Zur gehörigen Fortsetzung des Verfahrens gemäß § 1497 ABGB OGH 13. Oktober 1970, 8 Ob 217/70 (OLG Wien 1 R 117/70; HG Wien 15 Cg 328/70)

Text

Die klagende Partei verlangte für eine von der beklagten Partei gekaufte, am 24. Februar 1966 ausgelieferte W-Winkelstufenform samt zwei Rüttelblöcken mit der am 24. Oktober 1966 überreichten Klage den seit 14. März 1966 zur Zahlung fälligen Kaufpreis von 26.015 S sA gegen welchen Anspruch die beklagte Partei vor allem einwendete, daß die gelieferten Maschinen erhebliche Mängel aufgewiesen hätten. Nach der Aufhebung eines dem Klagebegehren stattgebenden Ersturteils durch das Berufungsgericht und Erstattung eines Gutachtens durch den Sachverständigen Hans St vereinbarten die Streitteile bei der Tagsatzung vom 10. Juli 1969 nach umfangreicher Besprechung der Sach- und Rechtslage Ruhen des Verfahrens. Der Antrag der klagenden Partei auf Fortsetzung des Verfahrens langte beim Erstgericht am 26. Februar 1970 ein und enthielt weitere Beweisanträge; ihm waren auch mehrere Urkunden angeschlossen, die überwiegend aus den Jahren 1964 bis 1968 stammten. Diese Urkunden waren an die in Deutschland befindliche Firma W gerichtete Schreiben. Nur die Schreiben des Heinrich S und des Josef B waren an die klagende Partei gerichtet und mit 28. September 1969 und 12. Dezember 1969 datiert: Das eine Schreiben enthielt eine Stellungnahme zum Sachverständigengutachten, das andere die lobende Äußerung eines Steinmetzmeisters zur W-Rüttelblockanlage. Die beklagte Partei wendete Verjährung des Klagsanspruches ein, da die Forderung am 14. März 1966 fällig gewesen und die Klage nicht gehörig fortgesetzt worden sei; seit Eintritt des Ruhens des Verfahrens am 10. Juli 1969 hätten zwischen den Streitteilen keinerlei Vergleichsgespräche stattgefunden. Die klagende Partei bestritt dieses Vorbringen und brachte, ohne konkrete Beweise anzubieten, vor, die Fortsetzung des Verfahrens habe nicht früher erfolgen können, weil hiezu die vorgelegten Urkunden hätten beschafft werden müssen; auch die Beilagen älteren Datums seien der klagenden Partei erst knapp vor dem Fortsetzungsantrag zugekommen.

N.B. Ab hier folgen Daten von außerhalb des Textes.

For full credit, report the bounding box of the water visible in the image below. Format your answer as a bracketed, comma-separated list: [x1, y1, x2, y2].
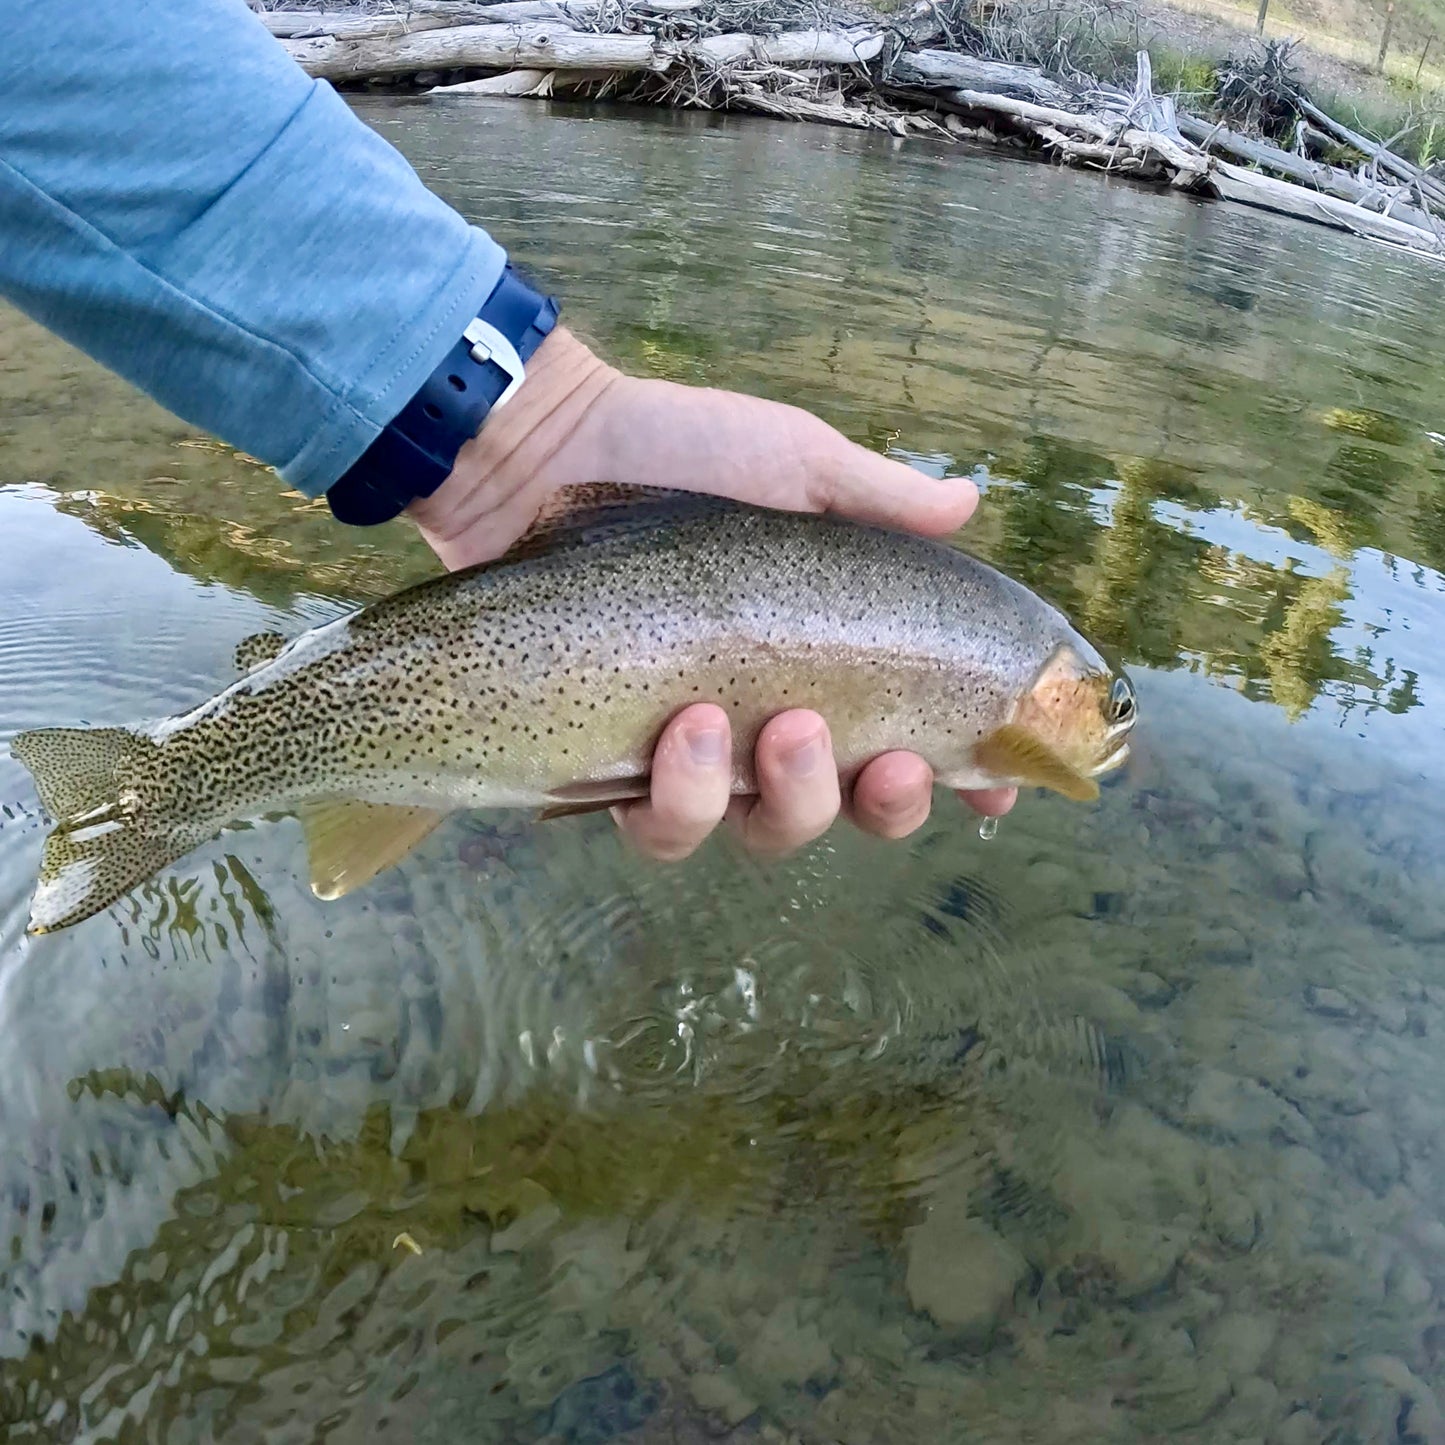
[1, 98, 1443, 1444]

Das Erstgericht wies das Klagebegehren ab. Seit 10. Juli 1969 habe die klagende Partei keinen Kontakt mit der beklagten Partei gehabt; insbesondere hätten keine Vergleichsgespräche stattgefunden. Die Verjährungsfrist sei am 14. März 1969 abgelaufen; sie sei nicht unterbrochen worden, weil die klagende Partei wegen ihrer Untätigkeit vom 10. Juli 1969 bis 26. Februar 1970 den Rechtsstreit nicht gehörig fortgesetzt habe. Es habe keine Veranlassung bestanden, das Ruhen des Verfahrens überhaupt eintreten zu lassen. Die vorgelegten Urkunden hätte sich die klagende Partei auch früher verschaffen können.

Das Berufungsgericht bestätigte diese Entscheidung.

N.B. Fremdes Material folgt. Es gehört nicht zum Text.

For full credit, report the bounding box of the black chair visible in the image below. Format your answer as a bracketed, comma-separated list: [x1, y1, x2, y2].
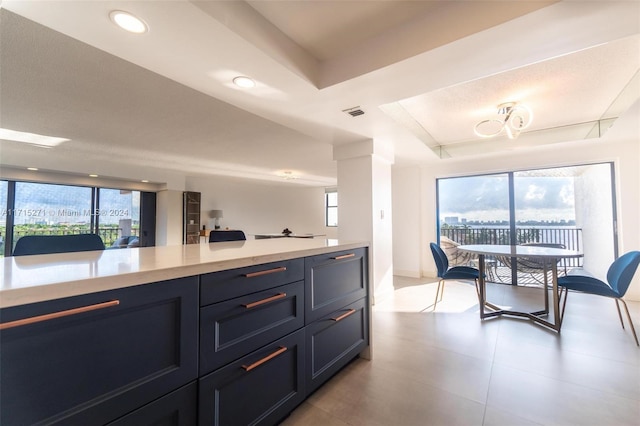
[558, 251, 640, 346]
[13, 234, 105, 256]
[209, 230, 246, 243]
[430, 242, 481, 311]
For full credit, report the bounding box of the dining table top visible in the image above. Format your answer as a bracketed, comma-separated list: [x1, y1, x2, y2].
[458, 244, 583, 259]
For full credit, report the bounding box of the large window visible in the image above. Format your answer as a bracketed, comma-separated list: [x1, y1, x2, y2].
[1, 179, 152, 255]
[98, 188, 140, 247]
[325, 189, 338, 227]
[437, 163, 616, 284]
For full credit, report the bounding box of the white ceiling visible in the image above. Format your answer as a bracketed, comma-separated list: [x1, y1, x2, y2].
[0, 1, 638, 188]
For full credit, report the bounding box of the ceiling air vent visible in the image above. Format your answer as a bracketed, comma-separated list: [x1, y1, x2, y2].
[343, 106, 365, 117]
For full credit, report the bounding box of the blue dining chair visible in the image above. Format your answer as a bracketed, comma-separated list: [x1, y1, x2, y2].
[13, 234, 105, 256]
[558, 251, 640, 346]
[430, 242, 481, 311]
[209, 230, 246, 243]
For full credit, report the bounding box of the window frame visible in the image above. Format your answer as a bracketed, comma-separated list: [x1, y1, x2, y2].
[325, 189, 338, 227]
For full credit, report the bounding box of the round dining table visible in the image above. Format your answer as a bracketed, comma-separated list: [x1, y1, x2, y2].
[458, 244, 583, 331]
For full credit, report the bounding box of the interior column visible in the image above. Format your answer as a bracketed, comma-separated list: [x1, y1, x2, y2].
[334, 140, 394, 304]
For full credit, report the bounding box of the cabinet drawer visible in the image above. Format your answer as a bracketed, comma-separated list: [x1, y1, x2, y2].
[305, 247, 368, 323]
[108, 382, 197, 426]
[305, 298, 368, 394]
[199, 329, 305, 426]
[201, 258, 304, 306]
[200, 281, 304, 375]
[0, 277, 199, 426]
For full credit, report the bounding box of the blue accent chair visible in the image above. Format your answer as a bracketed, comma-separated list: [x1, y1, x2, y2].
[558, 251, 640, 346]
[430, 242, 481, 311]
[13, 234, 105, 256]
[209, 230, 246, 243]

Der Oberste Gerichtshof gab der Revision der klagenden Partei nicht Folge.

Rechtliche Beurteilung

Aus den Entscheidungsgründen:

Gem § 1486 Z 1 ABGB verjähren die Forderungen für Lieferungen von Sachen in einem gewerblichen, kaufmännischen oder sonstigen geschäftlichen Betrieb in drei Jahren. Da der Anspruch der klagenden Partei am 14. März 1966 fällig wurde, war ihre Forderung daher am 14. März 1969 verjährt. Gem § 1497 ABGB wird allerdings die Verjährung unterbrochen, wenn der Schuldner vor dem Ablauf der Verjährungsfrist mittels Klage belangt und "die Klage gehörig fortgesetzt wird". Die Klage wurde am 24. Oktober 1966, also lang vor Ablauf der Verjährungszeit, überreicht. Wurde jedoch das Verfahren nicht gehörig fortgesetzt, so nützt das "Belangen" während der Verjährungsfrist nichts, die Verjährung wurde dann gar nicht unterbrochen (EvBl 1963/6, JBl 1958, 235; Klang in Klang[2] VI 656). Da die beklagte Partei die Verjährungseinrede erhob, ist daher, wie den Untergerichten beizupflichten ist, zu beurteilen, ob darin, daß die klagende Partei am 10. Juli 1969 Ruhen des Verfahrens vereinbarte und den Fortsetzungsantrag erst am 26. Februar 1970 überreichte, eine nicht gehörige Fortsetzung des Verfahrens zu erblicken ist.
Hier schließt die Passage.